Thoroughness of EMG Studies

Question: Do most Electromyographers routinely follow the guidelines of testing 20-25 units for both spontaneous and voluntary activity?

Answer: I agree not all EMGers follow these guidelines, although I do catch myself sampling less frequently in follow-up studies when I am only looking for changes.

From a mathematical perspective, sampling more units greatly increases the chances of finding an involved unit:

  • Sampling 20 units in a muscle with 10% involvement gives you a 90% chance of finding an involved unit
  • Sampling 4 units in a muscle with 10% involvement gives you a 56% chance of finding an involved unit
  • Sampling 20 units in a muscle with 25% involvement gives you a 93% chance of finding an involved unit
  • Sampling 4 units in a muscle with 25% involvement gives you a 70% chance of finding an involved unit

Single Proximal Conduction Block

Question: How significant should a single or isolated motor nerve proximal conduction block be as a diagnostic sign?

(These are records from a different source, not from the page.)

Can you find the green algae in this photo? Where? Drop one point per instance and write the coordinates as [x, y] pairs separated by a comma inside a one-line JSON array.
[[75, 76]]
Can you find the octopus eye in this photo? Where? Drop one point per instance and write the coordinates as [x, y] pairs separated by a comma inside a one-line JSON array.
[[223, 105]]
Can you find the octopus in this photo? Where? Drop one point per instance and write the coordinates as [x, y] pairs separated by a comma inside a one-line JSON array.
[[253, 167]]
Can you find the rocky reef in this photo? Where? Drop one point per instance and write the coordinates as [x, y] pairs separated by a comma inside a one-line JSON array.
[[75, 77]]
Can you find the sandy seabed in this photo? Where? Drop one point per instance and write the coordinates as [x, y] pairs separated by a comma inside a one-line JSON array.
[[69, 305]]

Answer: No single “isolated” abnormality should be diagnostic for a specific lesion. “Inching” along the course of the nerve often can demonstrate if the CMAP diminishes abruptly as in MMN, or progressively as in chronic axonal loss or demyelination. The presence of a single proximal conduction block across common sites of entrapment is not helpful in establishing a diagnosis of MMN.

NCV Latency

Question: Does latency depend on the distance taken by the examiner? Does it depend on the amount of electric stimulation?

Answer: Yes, the latency depends on the distance—the greater the distance, the longer the impulse has to travel and the greater the latency. It also depends on the amount of electricity you use; if you are submaximal, you are not stimulating all the fibers and your measurement will be inaccurate. That’s why in nerve conduction it is advised that you use supramaximal stimulation which is maximal stimulation + 25% over that to ensure stimulation of all the nerve fibers.

Computer Assisted EMG

Question: Can computer programs analyze motor units by themselves?

Answer: Computers have come a long way since the early 80’s and can “assist” EMGers a great deal but not make diagnosis. There are still a lot of things that an experienced EMGer can pick up that can be missed by the computer. More importantly if the recording electrode is not placed in the appropriate area of the muscle, you feed poor quality data to the computer and as the saying goes “garbage in, garbage out.”

60 Hz Electric Interference

Question: During my EMG there was a very steady wavy line instead of the normal straight line. What was this?

Answer: What you describe sounds like pure 60 Hz interference from nearby devices or a poorly attached ground. None of that is pathological, just electrical artifact.

Can EMG Test Flexibility?

Question: Can EMG test muscle flexibility?

Answer: Routine EMGs cannot assess the flexibility of the muscles—it is only a diagnostic tool. Flexibility is best measured clinically.

False Negative Results in EMG

Question: Why do some studies indicate that needle EMG can give false negatives 30-40% of the time in detecting a root lesion?

Answer: The 30-40% false negatives applies only to radiculopathies. This is due to many factors, including the fact that while radiculopathies may be painful, they may actually not cause any nerve damage (which is what is picked up by the needle exam of the muscle), sampling or interpretation errors, detection error due to poor relaxation, timing of the exam, etc.

EMG is considered to have the highest yield in entrapment/compression neuropathies such as Carpal Tunnel, Ulnar, Radial or Peroneal Neuropathies, or Bell’s Palsy.